Arias suggéra Haïti, attendu que la plupart des Haïtiens ont vu leur armée menacer leur sécurité personnelle plutôt que de les protéger contre une éventuelle agression. Suite à de nombreuses conversations informelles avec des Haïtiens ordinaires, il estima que 80% environ d’entre eux souhaitaient l’abolition de l’armée. Il était déçu que personne ne semblât prêter attention à ses conclusions, mais il était convaincu que si un institut de sondage de renommée internationale pouvait confirmer ses impressions, le monde serait obligé d’en tenir compte. Cela coûterait environ $20.000 et il n’avait pas lui-même l’argent nécessaire.

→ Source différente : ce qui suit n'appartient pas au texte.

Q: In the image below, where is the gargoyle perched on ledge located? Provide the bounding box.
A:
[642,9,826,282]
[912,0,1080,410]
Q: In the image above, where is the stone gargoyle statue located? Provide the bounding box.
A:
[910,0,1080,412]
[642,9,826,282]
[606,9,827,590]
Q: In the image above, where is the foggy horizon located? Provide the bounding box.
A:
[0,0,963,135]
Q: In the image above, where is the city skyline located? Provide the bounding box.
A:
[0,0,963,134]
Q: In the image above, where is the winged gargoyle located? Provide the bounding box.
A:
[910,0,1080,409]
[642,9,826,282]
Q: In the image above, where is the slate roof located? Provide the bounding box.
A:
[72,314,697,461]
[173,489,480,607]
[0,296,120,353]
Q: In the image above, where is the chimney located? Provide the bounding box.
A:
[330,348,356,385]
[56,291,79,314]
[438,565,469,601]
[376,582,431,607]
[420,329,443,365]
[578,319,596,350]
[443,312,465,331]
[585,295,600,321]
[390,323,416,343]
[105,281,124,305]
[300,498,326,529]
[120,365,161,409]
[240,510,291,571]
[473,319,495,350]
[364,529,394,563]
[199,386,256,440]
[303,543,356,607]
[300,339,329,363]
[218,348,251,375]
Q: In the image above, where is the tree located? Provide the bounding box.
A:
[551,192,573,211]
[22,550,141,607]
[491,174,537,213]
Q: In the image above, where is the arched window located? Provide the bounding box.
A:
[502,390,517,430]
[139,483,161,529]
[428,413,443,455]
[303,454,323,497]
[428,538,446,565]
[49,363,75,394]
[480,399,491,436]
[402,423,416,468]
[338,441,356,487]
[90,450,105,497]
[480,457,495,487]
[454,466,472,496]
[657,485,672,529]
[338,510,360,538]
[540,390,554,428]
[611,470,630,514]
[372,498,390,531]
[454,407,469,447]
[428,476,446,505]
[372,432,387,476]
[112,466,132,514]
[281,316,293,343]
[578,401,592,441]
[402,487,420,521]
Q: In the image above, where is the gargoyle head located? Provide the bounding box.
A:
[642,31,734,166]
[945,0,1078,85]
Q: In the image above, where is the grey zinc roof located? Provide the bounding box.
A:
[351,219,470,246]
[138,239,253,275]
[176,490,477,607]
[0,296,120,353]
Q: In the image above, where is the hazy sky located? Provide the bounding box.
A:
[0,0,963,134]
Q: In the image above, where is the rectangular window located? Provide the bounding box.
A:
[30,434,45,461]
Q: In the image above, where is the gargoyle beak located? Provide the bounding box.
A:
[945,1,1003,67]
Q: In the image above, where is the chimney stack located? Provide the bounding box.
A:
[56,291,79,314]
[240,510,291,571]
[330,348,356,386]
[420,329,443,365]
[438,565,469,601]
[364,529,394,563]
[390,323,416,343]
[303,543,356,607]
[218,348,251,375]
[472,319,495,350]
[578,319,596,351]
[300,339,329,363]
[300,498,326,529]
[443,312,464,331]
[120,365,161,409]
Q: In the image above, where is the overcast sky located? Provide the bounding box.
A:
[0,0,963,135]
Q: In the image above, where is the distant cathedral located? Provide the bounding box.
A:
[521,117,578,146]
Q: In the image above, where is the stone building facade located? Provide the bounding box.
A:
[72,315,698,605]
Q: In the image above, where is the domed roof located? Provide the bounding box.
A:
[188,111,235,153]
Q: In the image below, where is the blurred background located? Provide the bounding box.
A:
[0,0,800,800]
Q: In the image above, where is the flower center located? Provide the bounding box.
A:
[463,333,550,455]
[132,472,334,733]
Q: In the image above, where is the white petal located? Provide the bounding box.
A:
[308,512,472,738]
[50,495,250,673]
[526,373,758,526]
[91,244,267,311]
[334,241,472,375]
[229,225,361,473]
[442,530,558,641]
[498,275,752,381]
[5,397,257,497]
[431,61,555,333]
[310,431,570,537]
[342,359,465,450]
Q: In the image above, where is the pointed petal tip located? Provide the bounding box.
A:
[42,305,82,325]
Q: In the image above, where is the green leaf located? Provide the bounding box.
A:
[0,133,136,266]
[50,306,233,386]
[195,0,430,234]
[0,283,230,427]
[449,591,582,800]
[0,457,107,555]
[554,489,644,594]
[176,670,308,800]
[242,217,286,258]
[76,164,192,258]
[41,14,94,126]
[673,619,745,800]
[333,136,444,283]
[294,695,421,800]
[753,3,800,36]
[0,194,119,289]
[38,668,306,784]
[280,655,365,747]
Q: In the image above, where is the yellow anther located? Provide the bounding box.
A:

Quand Sue et Marvin Clark entendirent ceci, ils écrivirent à tous leurs amis et aux amis d’amis, envoyant près de mille lettres pour faire part de cette possibilité et demander des donations. En quelques semaines, ils avaient reçu $27.000 qu’ils envoyèrent à la Fondation Arias pour la paix et le progrès humain, et peu après un sondage d’opinion fut entrepris.

Lors d’une conférence de presse à Port-au-Prince le 28 avril 1995, Oscar Arias put annoncer que 62% de la population haïtienne souhaitaient l’abolition de l’armée, seuls 12% souhaitaient la garder, tandis que le reste était sans opinion. Quand le président Aristide entendit cela, il prit le micro pour annoncer spontanément, face au groupe des dirigeants de l’armée, que puisque c’était le désir évident de la majorité de son peuple, il déclarait ici et maintenant l’armée abolie !

Les médias internationaux ignorèrent presque totalement cet événement important. Mais lorsqu’on demanda au Président Aristide, lors d’une interview télévisée nationale diffusée aux Etats-Unis après l’élection de son successeur, ce qu’il tenait pour sa plus importante contribution durant sa présidence, il répondit que c’était l’abolition de l’armée haïtienne.

Il est impressionnant de constater à quel point de simples efforts individuels peuvent faire changer les choses. La Marine américaine elle-même ne pouvait pas abolir l’armée haïtienne. Qui aurait pu penser que deux individus sans pouvoir ni fortune y réussiraient, simplement en parlant aux gens appropriés et en agissant de façon pertinente au bon moment ? Si nous avons un rêve et si nous le poursuivons pas à pas sans jamais renoncer, nous pouvons finir par l’atteindre.